“Of all the questions you might want to ask about angels, the only one you ever hear is how many can dance on the head of a pin.”
So begins former U.S. Poet Laureate Billy Collins’ poem, “Questions About Angels,” which has inspired a dance production that delves into questions of love and humanity and is being choreographed, costumed and performed by Queens College students as part of a class that gives pupils a glimpse into the professional creative world.
The show, also titled “Questions About Angels,” is the brainchild of Joseph Mills, an assistant dance professor at Queens College and veteran of the dance and theater world. It will run from Jan. 13-15 and Jan. 18-22 at the Theater for the New City at 155 First Avenue in Manhattan.

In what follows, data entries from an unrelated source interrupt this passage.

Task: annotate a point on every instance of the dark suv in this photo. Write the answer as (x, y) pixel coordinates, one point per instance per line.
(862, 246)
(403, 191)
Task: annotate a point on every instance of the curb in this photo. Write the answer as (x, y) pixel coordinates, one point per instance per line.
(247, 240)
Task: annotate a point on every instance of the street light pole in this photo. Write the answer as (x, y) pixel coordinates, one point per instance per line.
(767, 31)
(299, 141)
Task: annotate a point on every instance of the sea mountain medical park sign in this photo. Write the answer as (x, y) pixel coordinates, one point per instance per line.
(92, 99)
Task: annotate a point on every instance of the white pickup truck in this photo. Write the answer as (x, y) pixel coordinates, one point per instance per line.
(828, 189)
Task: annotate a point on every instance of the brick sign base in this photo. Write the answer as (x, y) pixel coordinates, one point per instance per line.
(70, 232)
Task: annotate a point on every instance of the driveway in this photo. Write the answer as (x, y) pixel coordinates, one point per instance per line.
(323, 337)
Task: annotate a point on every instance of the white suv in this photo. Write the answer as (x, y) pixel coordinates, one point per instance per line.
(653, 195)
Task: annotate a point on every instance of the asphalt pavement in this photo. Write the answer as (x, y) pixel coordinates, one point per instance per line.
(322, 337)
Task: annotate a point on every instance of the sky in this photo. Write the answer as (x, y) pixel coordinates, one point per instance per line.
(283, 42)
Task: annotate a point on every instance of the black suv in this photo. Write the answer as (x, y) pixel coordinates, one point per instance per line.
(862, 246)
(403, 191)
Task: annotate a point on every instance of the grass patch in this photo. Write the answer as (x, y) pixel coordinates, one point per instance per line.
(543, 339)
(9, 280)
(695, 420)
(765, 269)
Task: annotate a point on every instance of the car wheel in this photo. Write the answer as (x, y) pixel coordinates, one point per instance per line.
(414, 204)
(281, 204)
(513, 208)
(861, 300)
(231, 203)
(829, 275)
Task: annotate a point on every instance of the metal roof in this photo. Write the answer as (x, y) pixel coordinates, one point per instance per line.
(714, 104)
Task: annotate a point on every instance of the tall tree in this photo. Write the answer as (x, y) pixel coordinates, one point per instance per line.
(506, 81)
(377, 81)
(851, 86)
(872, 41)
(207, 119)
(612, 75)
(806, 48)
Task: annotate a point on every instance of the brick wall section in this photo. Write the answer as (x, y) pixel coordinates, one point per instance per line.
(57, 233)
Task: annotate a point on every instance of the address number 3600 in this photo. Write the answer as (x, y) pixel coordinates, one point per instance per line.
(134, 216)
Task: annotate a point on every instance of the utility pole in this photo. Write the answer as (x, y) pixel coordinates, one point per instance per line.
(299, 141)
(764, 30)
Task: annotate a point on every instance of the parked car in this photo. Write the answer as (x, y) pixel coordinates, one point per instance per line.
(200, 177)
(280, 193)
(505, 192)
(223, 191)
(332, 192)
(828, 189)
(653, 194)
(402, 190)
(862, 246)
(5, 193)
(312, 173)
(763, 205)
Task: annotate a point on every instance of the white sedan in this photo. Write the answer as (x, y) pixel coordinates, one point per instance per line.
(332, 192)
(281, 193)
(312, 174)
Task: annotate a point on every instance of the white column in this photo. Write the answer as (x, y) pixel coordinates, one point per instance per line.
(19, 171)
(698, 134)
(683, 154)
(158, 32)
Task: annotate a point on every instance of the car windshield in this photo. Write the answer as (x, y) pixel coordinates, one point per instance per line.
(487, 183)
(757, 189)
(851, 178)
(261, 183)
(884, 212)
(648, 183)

“After I read the Billy Collins poem, I started thinking about angels and what are they?” said Mills, an Illinois native who has toured in dance productions throughout the United States, South America, Europe and Asia. “Yes, we always think about the purity of angels, but if you go to the Internet and type in “angels,” lots of erotic images will also come up. It seems the angel is always the perfect love object. I’m trying to play around with the multiple definitions of love. Ultimately, I think angels, in the many ways we interpret them, are ways of talking about love.”
The four-piece production is the culmination of work that Mills and Queens College students began less than two weeks ago, at the dawn of 2012. The students participating in the production, which also features Queens College alumni and professional dancers, are members of Mills’ class that allows students to work hands-on, as performers, backstage crew members, or both, in a professional dance or theater environment in Manhattan.
“The idea is to mentor students in our professional work,” Mills said. “They get the opportunity to work on a professional production and see how much work a choreographer actually does. I have students who are performing and others who are working in backstage crew kind of roles, and some are doing both.”
Mills is hoping that the class will help to boost students’ self-esteem when it comes to finding a job in the arts.
“They get to actually see a potential career path in what they’re doing,” Mills said. “They see themselves involved, alumni involved and professionals involved. They get a sense of, ‘Yeah, this is something I can do; I can really become a dancer.’”
Nicole Bilbao, a Queens College senior and dance major who has worked with Mills before, said the class has further inspired her to seriously look for dance work once she graduates this spring.
“It makes you well-rounded,” Bilbao, a Richmond Hill native, said of the course. “It gives me more insight into what to expect after I graduate.”
A dancer since the age of 3, Bilbao described “Questions About Angels” as a “really cool concept” that “touches on all these different things we think about when we think of angels.”
The performance begins with the piece, “On the Head of a Pin,” danced by a trio of women who explore the “asexual purity that we often think of as angelic,” according to information from Queens College.
The second piece, “Watcher/Messenger,” is an acrobatic solo for a woman covered in glittering shards of silver and gold and depicts a recurring theme of angels as observers or messengers.
“Balthamos and Baruch” is a “sensuous” duet for two men that examines the concept of forbidden love. The production ends with “Icarus Aspires,” a solo dance that Bilbao said she especially loves, and which “creates a transition between the gravity-bound world of man and the celestial world of the angelic,” according to the same statement from the college.
The costumes and use of light during the production brings the production to the level of the ethereal, and, watching the dancers as they seem to float across the stage, it’s easy to see how Billy Collins’ words have come to life.
“Do they fly through God’s body and come out singing?” Collins wrote in the poem. “Do they swing like children from the hinges of the spirit world saying their names backwards and forwards? Do they sit alone in little gardens changing colors? What about their sleeping habits, the fabric of their robes, their diet of unfiltered divine light?”
In this dance production, it is not the answers to these that the performers seek, only an exploration of love and wonder that seems to bring about even more questions.
“It is designed to make us think in millions, billions, to make us run out of numbers and collapse into infinity, but perhaps the answer is simply one: one female angel dancing alone in her stocking feet, a small jazz combo working in the background,” the poem continues. “She sways like a branch in the wind, her beautiful eyes closed, and the tall thin bassist leans over to glance at his watch because she has been dancing forever, and now it is very late, even for musicians.”
“Questions About Angels” will be performed at 8 p.m. on Jan. 13, 14, 18, 19, 20 and 21. It will be performed at 3 p.m. on Jan. 15 and 22.